Mrs. Justice Lang DBE considered that these statutory provisions applied because if the authority had issued and served the liability notice correctly and in time the amount of CIL payable would have been the same. The breaches of regulation 65 did not affect the amount of CIL. This is in contrast with the Trent case where the prejudice suffered was the loss of the self-build housing exemption which would have removed the whole of the CIL liability.
9. General points
i. The challenge to the amount of CIL stated in a liability notice is by way of statutory review and appeal and not by judicial review. This is provided that the statutory route is available. If it is available, then it should be pursued.
ii. If the statutory route has been lost due to the commencement of the development or the failure to request a review to make an appeal within the statutory time limit then that may preclude permission to pursue a claim for judicial review being granted because the claimant has by the claimant’s own act or omission lost the opportunity to appeal. However, if a liability notice has been served after commencement as in R (oao Oval Estates (St. Peter’s) Limited) v Bath & North East Somerset Council  EWHC 457 (Admin) then that may allow a claim for judicial review to be continued. In the Oval Estates case there was also financial pressure on the claimant to commence the development which was also taken into account. The judge described the permission to continue the claim granted in that case as exceptional.

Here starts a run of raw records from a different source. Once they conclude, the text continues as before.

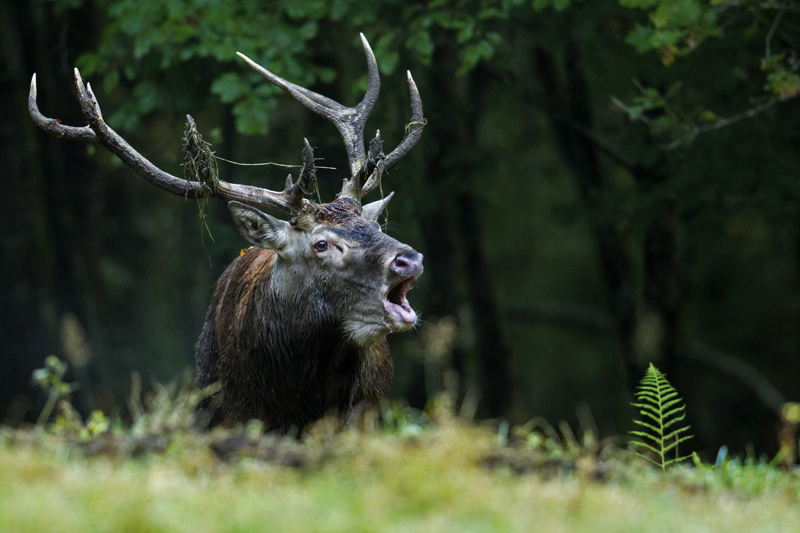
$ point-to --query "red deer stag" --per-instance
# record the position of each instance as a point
(297, 325)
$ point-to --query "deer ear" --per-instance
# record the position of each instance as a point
(373, 210)
(258, 228)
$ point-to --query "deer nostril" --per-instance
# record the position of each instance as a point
(408, 263)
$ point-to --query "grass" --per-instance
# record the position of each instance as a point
(447, 476)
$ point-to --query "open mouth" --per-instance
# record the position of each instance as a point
(398, 311)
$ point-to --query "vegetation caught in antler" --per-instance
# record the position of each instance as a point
(661, 409)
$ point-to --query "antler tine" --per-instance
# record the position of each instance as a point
(308, 176)
(98, 131)
(414, 127)
(54, 126)
(350, 121)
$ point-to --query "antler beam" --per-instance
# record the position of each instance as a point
(98, 131)
(365, 167)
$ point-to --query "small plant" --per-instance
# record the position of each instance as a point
(51, 380)
(661, 410)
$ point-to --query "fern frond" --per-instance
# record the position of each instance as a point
(660, 409)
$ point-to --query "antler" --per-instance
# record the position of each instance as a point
(366, 167)
(289, 201)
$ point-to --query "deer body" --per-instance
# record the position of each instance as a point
(297, 325)
(295, 333)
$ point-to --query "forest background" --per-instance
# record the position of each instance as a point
(600, 185)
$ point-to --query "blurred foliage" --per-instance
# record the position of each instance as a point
(448, 475)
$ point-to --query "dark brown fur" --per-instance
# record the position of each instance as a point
(280, 356)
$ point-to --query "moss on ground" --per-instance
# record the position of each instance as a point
(448, 476)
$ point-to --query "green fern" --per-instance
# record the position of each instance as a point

iii. Compliance by a liability notice with the requirements of regulation 65 will be an important issue in any statutory appeal relating to a demand notice.
iv. delay in pursuing a claim for judicial review may by itself as in the Braithwaite case block the claim. In some cases, a fine judgment may need to be made whether to commence a claim for judicial review or alternatively to pursue a statutory appeal in relation to a demand notice. The risk being that pursuing the appeal will mean that the ability to claim judicial review is lost. In the Braithwaite case the problem was not just delay but also waiver.
v. prejudice suffered by the claimant due to the late service of a liability notice is an essential element of any challenge by judicial review to the notice. If the amount of CIL payable would be unaffected by the breach of regulation 65 then that indicates that there is no prejudice and separately will cause section 31(3D) to apply so that the Court will refuse permission to continue.
vi. acceptance of beneficial payment terms following late service of a liability notice will waive the breach of regulation 65(1).
vii. decisions as to the route forward for an owner/developer faced by late service of a liability notice are difficult and have to be made under real time pressure.